Description:
Hello,
we had the following bug[1] filed in Ubuntu, even though the host was running Arch linux.
With RLIMIT_NOFILE set to a high value, this triggers an exaggerated memory allocation at service startup and causes a 16Gb RAM box to swap or even get allocation errors. The MySQL systemd service file does have a LimitNOFILE=5000 setting, but due to also having PermissionsStartOnly=true, that limit is not applied to the ExecStartPre command:
[Service]
Type=forking
User=mysql
Group=mysql
PIDFile=/run/mysqld/mysqld.pid
PermissionsStartOnly=true
ExecStartPre=/usr/share/mysql/mysql-systemd-start pre
ExecStart=/usr/sbin/mysqld --daemonize --pid-file=/run/mysqld/mysqld.pid
TimeoutSec=600
Restart=on-failure
RuntimeDirectory=mysqld
RuntimeDirectoryMode=755
LimitNOFILE=5000
It turns out Arch linux has a high limit of open files out of the box (RLIMIT_NOFILE, value set to 1073741816) and this triggers an exaggerated memory allocation by mysql. The same happens in MariaDB, and was fixed[2] there. The code in that area is still the same, at a glance.
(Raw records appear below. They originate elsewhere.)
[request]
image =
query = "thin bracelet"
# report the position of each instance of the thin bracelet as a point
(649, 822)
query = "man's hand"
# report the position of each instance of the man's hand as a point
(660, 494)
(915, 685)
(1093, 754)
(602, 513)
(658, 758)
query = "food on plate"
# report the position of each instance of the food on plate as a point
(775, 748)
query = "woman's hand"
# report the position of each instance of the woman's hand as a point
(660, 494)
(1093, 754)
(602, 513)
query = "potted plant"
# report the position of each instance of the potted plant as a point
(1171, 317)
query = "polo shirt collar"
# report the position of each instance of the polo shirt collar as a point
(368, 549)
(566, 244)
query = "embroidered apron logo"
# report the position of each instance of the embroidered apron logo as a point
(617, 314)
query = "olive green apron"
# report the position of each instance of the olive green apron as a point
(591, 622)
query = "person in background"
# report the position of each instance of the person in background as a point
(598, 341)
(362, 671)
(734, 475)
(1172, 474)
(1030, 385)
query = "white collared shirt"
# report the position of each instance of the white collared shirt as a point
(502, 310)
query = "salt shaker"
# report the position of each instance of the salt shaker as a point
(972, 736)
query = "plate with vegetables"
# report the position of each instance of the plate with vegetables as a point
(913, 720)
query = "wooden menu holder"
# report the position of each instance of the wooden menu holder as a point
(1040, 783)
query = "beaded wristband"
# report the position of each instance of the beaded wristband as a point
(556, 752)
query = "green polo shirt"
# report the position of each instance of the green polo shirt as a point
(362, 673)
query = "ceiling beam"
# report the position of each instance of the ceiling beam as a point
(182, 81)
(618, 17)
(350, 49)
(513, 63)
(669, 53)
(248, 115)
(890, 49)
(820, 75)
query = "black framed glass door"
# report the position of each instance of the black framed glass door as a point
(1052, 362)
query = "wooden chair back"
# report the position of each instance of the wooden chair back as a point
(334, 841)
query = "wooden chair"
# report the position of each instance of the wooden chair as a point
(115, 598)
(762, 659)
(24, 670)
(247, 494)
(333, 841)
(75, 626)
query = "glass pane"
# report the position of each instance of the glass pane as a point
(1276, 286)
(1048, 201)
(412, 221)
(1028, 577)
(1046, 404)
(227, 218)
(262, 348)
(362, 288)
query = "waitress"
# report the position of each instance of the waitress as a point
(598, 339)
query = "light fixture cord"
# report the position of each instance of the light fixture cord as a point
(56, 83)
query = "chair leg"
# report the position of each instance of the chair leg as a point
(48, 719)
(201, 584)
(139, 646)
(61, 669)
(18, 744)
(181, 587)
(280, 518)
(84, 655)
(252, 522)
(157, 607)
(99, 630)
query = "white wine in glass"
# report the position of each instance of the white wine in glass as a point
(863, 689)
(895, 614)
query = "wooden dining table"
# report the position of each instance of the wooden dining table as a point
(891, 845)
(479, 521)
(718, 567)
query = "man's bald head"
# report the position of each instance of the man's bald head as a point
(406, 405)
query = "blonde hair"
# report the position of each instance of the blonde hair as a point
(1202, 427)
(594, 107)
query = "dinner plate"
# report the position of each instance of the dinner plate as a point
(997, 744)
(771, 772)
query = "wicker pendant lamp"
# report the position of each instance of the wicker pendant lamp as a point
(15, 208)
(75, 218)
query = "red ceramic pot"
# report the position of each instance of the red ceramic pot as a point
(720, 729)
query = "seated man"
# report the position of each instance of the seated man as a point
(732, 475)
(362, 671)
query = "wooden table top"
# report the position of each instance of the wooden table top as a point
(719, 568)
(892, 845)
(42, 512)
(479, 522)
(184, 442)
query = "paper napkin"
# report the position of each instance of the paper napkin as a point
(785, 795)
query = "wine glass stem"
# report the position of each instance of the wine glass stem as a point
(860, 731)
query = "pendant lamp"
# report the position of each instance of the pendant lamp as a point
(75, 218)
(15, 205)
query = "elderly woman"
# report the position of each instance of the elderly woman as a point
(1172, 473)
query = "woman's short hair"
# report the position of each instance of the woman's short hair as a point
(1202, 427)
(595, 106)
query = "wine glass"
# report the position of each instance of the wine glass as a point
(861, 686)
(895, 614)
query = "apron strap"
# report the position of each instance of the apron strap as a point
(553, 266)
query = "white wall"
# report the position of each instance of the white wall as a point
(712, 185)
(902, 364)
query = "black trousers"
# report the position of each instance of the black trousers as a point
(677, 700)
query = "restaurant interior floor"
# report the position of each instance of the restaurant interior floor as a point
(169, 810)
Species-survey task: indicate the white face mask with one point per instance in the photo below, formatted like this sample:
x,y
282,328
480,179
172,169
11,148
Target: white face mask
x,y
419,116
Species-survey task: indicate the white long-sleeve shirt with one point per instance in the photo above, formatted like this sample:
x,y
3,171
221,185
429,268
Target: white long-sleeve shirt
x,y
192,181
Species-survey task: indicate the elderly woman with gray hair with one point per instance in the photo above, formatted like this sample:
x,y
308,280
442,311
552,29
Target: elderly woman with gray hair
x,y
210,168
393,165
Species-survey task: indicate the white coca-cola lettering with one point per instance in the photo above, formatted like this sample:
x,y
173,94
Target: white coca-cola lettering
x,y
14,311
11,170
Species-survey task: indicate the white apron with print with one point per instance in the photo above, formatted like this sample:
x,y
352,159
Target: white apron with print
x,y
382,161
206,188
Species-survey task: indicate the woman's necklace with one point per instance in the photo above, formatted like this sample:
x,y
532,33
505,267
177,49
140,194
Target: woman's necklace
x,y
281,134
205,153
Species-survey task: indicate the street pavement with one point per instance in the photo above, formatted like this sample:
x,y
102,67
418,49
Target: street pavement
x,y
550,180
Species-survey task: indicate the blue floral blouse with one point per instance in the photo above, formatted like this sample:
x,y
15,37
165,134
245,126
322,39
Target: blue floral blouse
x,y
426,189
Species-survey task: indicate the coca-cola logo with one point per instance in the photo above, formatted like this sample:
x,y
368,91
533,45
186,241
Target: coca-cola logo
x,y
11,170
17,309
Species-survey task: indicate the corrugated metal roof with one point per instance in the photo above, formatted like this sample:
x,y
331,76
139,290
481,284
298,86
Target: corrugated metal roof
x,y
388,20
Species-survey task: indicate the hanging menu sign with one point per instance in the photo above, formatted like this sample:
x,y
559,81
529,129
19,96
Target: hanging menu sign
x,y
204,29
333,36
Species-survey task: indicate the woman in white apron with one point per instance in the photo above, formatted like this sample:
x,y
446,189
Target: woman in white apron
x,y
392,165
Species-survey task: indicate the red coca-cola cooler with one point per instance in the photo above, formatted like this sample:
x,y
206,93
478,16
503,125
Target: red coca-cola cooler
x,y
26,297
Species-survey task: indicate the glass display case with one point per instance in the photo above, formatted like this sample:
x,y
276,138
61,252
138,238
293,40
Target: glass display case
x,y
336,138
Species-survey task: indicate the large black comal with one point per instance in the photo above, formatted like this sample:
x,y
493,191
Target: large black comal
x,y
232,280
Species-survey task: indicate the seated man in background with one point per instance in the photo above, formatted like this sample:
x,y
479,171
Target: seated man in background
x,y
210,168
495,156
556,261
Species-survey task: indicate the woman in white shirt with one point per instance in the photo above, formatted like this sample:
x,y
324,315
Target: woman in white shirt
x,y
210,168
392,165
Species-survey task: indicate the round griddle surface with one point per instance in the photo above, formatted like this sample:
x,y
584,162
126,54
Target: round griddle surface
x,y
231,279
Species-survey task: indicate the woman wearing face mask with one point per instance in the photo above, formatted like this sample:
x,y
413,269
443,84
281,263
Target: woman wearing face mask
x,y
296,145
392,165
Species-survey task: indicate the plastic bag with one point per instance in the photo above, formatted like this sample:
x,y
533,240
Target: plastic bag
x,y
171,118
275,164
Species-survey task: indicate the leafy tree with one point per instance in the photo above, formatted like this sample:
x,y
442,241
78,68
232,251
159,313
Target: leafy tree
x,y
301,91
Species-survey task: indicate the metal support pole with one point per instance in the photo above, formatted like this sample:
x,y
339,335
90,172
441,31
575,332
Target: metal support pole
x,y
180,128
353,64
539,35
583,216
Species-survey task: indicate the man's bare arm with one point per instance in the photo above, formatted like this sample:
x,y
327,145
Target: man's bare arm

Ubuntu doesn't trigger this behavior out of the box because our default limit for NOFILE is 1048576.
One could argue that this is a local configuration issue, and/or a linux distribution packaging issue, but it does seem wrong that mysql would allocate that much memory based on the limit of open files.
Troubleshooting was done by others[3], but basically set_max_open_files(max_file_limit) can return the current limit even if it's stupidly large, as long as it's not equal to RLIM_INFINITY:
if (rlimit.rlim_cur == (rlim_t) RLIM_INFINITY)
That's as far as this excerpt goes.